As with Pauline’s story in the previous chapter, we sympathize with Cholly not only because he has suffered abandonment, sexual humiliation, and racism, but because there was once real beauty and joy in his life. We are given a long celebratory description about the breaking and eating of the watermelon, as if it were “[t]he nasty-sweet guts of the earth.” Cholly’s childlike joy in sharing the heart of the watermelon with Blue Jack is vividly rendered. Also, the pleasure of Cholly’s flirtation with Darlene is narrated at length. Their bodies are compared to those of the muscadine berries. The comparison suggests that both are new and tight, not yet ripe enough to yield full pleasure, but as exciting in their promise as their full ripeness would be. The staining of Darlene’s dress with berry juice recalls Pauline’s memory of a similar, joyful stain. Rather than dirtiness that must be scrubbed away, here a stain is cause for celebration. In the innocence of their coming-of-age, Cholly is shy and naïve, and he tenderly helps Darlene tie her ribbon in her hair. It is she who makes the first overture, and their touching is presented as fully consensual and completely natural. When their experience is brutally interrupted by the white men, it is clear that white power deforms black lives, rather than some kind of inherent black “dirt” that must be cleaned (as Geraldine, for example, seems to believe).
This chapter demonstrates Morrison’s ability to move seamlessly between compelling, individual characters and a more generalized portrait of black life. Aunt Jimmy is an individual but is also a representative of elderly black women. She has suffered racism and abuse at the hands of her man, but she has also felt the joy of sexual love and motherhood; she has suffered violence and committed violence. Now that she is old, she is at last free—free to feel what she feels and go where she wants to go without fear.

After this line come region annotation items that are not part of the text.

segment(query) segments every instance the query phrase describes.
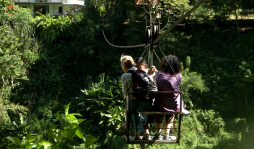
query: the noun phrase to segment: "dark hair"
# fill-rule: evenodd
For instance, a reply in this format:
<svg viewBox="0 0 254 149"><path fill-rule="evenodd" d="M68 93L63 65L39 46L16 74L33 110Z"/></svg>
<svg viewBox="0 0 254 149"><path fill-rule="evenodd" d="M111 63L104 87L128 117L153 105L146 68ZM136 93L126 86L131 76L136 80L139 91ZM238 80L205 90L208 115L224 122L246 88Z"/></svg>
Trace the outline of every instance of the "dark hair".
<svg viewBox="0 0 254 149"><path fill-rule="evenodd" d="M139 64L139 63L140 64L146 64L146 60L143 57L137 57L137 58L135 58L134 62L136 64Z"/></svg>
<svg viewBox="0 0 254 149"><path fill-rule="evenodd" d="M180 60L174 55L164 56L160 62L160 68L170 74L177 74L182 71ZM173 70L172 70L173 69Z"/></svg>

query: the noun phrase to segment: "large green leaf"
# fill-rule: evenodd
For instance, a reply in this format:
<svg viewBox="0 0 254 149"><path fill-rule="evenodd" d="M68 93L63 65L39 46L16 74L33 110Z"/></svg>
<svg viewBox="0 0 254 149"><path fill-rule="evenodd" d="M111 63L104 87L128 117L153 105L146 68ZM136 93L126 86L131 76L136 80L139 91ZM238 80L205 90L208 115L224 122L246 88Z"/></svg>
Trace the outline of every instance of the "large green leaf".
<svg viewBox="0 0 254 149"><path fill-rule="evenodd" d="M94 138L91 135L85 135L85 138L86 138L86 142L85 142L86 148L94 144L99 139L99 138Z"/></svg>
<svg viewBox="0 0 254 149"><path fill-rule="evenodd" d="M53 144L51 142L48 142L48 141L45 141L45 140L42 140L39 145L42 145L44 147L44 149L47 149L49 148L50 146L52 146Z"/></svg>
<svg viewBox="0 0 254 149"><path fill-rule="evenodd" d="M21 145L20 139L17 138L17 137L10 137L10 136L8 136L7 139L10 140L10 141L12 141L12 142L15 143L16 145L19 145L19 146Z"/></svg>

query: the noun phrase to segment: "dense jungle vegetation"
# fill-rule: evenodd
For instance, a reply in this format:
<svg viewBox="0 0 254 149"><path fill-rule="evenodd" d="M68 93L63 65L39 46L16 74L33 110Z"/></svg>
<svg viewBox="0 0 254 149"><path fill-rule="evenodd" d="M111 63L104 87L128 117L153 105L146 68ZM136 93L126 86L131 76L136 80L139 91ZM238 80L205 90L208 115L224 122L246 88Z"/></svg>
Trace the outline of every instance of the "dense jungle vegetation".
<svg viewBox="0 0 254 149"><path fill-rule="evenodd" d="M111 47L102 29L115 45L137 45L146 22L134 1L98 2L54 18L0 1L0 148L253 148L253 0L208 0L155 49L184 66L191 114L173 145L127 145L115 131L124 122L120 56L144 49ZM167 2L177 13L161 22L196 2Z"/></svg>

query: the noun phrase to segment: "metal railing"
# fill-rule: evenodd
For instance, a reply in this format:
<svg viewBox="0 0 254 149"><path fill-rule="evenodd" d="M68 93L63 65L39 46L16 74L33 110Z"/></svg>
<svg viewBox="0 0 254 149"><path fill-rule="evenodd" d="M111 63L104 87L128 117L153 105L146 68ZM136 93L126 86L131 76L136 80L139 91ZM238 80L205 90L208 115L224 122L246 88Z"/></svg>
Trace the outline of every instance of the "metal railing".
<svg viewBox="0 0 254 149"><path fill-rule="evenodd" d="M66 3L66 0L15 0L16 3Z"/></svg>

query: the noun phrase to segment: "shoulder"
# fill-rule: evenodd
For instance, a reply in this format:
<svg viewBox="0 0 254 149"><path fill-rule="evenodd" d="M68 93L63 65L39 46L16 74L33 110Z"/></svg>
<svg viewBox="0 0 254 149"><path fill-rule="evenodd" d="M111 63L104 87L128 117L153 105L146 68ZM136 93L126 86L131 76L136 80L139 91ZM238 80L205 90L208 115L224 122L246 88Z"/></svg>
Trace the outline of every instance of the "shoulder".
<svg viewBox="0 0 254 149"><path fill-rule="evenodd" d="M123 84L125 84L126 82L132 80L132 74L131 73L125 73L121 76L121 81Z"/></svg>

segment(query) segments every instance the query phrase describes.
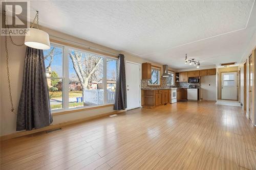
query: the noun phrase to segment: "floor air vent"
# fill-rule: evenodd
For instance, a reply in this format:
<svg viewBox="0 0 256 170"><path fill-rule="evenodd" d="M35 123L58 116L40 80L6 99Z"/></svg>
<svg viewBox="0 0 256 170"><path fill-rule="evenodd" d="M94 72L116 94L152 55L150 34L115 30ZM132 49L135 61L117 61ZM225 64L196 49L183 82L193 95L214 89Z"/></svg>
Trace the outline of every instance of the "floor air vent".
<svg viewBox="0 0 256 170"><path fill-rule="evenodd" d="M46 131L46 133L52 133L61 130L61 128L50 130Z"/></svg>
<svg viewBox="0 0 256 170"><path fill-rule="evenodd" d="M114 117L114 116L117 116L117 114L115 114L110 115L109 116L110 116L110 117Z"/></svg>

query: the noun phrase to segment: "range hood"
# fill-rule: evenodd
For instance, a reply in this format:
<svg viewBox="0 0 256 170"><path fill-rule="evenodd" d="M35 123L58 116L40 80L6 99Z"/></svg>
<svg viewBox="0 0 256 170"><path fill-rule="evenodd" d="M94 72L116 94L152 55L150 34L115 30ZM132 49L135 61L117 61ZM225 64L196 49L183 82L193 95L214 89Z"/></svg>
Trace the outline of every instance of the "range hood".
<svg viewBox="0 0 256 170"><path fill-rule="evenodd" d="M162 75L162 77L172 77L172 76L168 74L168 65L163 65L163 75Z"/></svg>

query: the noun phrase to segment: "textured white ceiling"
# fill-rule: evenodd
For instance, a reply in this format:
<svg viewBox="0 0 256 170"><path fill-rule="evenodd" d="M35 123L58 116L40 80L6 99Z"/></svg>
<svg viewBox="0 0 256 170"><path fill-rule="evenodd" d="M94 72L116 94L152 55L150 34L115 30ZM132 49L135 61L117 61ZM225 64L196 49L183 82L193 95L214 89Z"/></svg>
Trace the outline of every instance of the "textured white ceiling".
<svg viewBox="0 0 256 170"><path fill-rule="evenodd" d="M44 26L181 68L185 66L185 53L202 65L238 61L231 60L241 58L247 38L255 31L243 29L253 4L252 0L32 1L31 14L38 10Z"/></svg>

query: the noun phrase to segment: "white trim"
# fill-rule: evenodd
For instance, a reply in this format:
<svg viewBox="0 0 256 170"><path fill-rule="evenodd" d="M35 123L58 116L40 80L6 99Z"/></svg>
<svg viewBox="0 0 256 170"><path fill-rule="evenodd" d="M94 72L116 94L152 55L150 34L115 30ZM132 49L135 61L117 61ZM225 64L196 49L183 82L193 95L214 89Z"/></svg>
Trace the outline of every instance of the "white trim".
<svg viewBox="0 0 256 170"><path fill-rule="evenodd" d="M61 44L59 44L55 42L50 42L51 44L53 45L63 48L63 56L62 56L62 77L60 78L62 79L62 82L65 82L65 83L62 83L62 108L52 110L51 110L51 112L52 113L58 113L66 111L70 111L70 110L79 110L82 108L93 108L97 107L98 106L104 106L108 105L110 104L112 104L113 103L108 103L106 102L106 59L109 58L115 60L118 60L118 59L115 57L111 57L110 56L108 56L106 55L104 55L100 54L98 54L97 53L88 52L86 50L83 50L82 49L77 48L75 47L73 47L69 45L62 45ZM66 90L66 89L69 89L69 57L68 56L68 54L69 53L70 50L75 50L77 51L78 52L85 53L88 54L92 54L95 55L96 56L98 56L99 57L102 57L103 60L103 76L102 78L102 84L103 86L104 89L104 101L103 105L95 105L93 106L80 106L77 107L76 108L69 108L69 90ZM105 66L104 66L105 65ZM117 64L116 65L117 67ZM117 74L117 72L116 72ZM65 96L67 96L68 98L65 98Z"/></svg>
<svg viewBox="0 0 256 170"><path fill-rule="evenodd" d="M126 67L127 67L127 63L132 63L132 64L137 64L138 65L139 65L139 69L140 69L140 72L139 72L139 89L140 89L140 97L139 97L139 101L140 101L140 107L141 107L141 64L140 63L135 63L135 62L132 62L132 61L127 61L127 60L125 60L125 72L127 72L127 69L126 69ZM127 79L127 74L125 75L125 79ZM127 110L127 109L126 109Z"/></svg>

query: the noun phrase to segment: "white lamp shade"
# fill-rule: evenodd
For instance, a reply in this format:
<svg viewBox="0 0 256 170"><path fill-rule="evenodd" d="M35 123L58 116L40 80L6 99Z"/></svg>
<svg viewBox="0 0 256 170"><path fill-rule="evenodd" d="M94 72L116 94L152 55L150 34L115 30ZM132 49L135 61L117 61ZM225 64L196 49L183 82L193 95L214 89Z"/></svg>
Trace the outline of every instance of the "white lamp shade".
<svg viewBox="0 0 256 170"><path fill-rule="evenodd" d="M24 43L29 47L40 50L47 50L50 47L48 34L35 28L28 29Z"/></svg>

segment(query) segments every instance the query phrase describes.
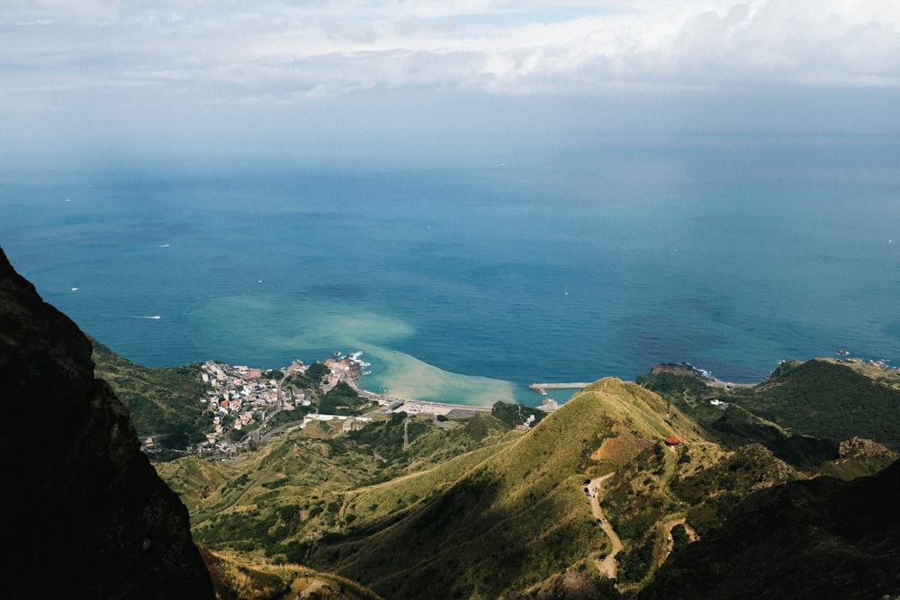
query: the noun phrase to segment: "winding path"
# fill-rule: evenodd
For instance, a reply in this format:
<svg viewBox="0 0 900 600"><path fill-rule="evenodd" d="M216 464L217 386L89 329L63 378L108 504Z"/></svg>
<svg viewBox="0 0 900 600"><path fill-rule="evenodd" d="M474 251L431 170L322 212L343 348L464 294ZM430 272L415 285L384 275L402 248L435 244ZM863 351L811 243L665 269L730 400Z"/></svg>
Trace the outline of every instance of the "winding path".
<svg viewBox="0 0 900 600"><path fill-rule="evenodd" d="M590 510L594 515L594 518L600 519L600 526L603 528L603 533L607 534L607 537L609 538L609 542L613 545L612 550L607 553L606 560L597 560L597 569L600 571L600 575L615 579L616 569L616 555L622 550L622 541L619 539L618 533L609 524L609 521L604 516L603 509L600 508L600 501L598 498L603 481L612 476L613 473L608 473L603 477L591 479L588 489L590 490Z"/></svg>

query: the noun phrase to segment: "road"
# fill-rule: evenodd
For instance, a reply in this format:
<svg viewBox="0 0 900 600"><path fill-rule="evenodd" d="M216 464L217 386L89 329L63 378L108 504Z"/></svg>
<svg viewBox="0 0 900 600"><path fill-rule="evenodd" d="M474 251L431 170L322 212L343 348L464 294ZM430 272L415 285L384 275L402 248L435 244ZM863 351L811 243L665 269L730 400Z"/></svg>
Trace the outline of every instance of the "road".
<svg viewBox="0 0 900 600"><path fill-rule="evenodd" d="M609 542L613 545L612 550L607 552L605 560L597 560L597 569L599 569L600 575L615 579L617 562L616 555L622 550L622 541L619 539L618 533L609 524L609 521L603 515L603 509L600 508L600 501L598 497L600 495L600 488L603 485L603 481L612 476L613 473L608 473L603 477L591 479L588 485L588 489L590 490L590 511L593 513L595 519L600 519L600 526L603 528L603 533L607 534L607 537L609 538Z"/></svg>
<svg viewBox="0 0 900 600"><path fill-rule="evenodd" d="M666 559L669 558L669 554L672 551L672 548L675 545L675 542L672 540L672 529L674 529L676 525L684 525L684 531L688 533L688 537L690 538L692 542L700 539L700 537L697 534L697 532L694 531L694 528L688 524L688 522L683 516L680 519L666 521L662 525L662 546L665 549L665 552L663 552L660 557L660 567L662 567L662 563L664 563Z"/></svg>

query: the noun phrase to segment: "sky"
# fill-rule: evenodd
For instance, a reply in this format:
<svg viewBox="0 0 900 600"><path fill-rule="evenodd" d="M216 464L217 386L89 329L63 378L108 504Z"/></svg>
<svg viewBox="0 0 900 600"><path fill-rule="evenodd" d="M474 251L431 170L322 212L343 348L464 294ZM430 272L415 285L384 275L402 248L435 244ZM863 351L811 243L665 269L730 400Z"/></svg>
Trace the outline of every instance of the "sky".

At first glance, Aunt Jimmy’s freedom seems similar to the dangerous freedom that Cholly finds, which is marked by an indifference that makes him fearless. But the novel makes a distinction: the black women understand the difference between grinding work and making love, and “the difference was all the difference there was.” Cholly’s depression comes when his indifference becomes a total lack of interest in life, when freedom becomes a premature desire for oblivion.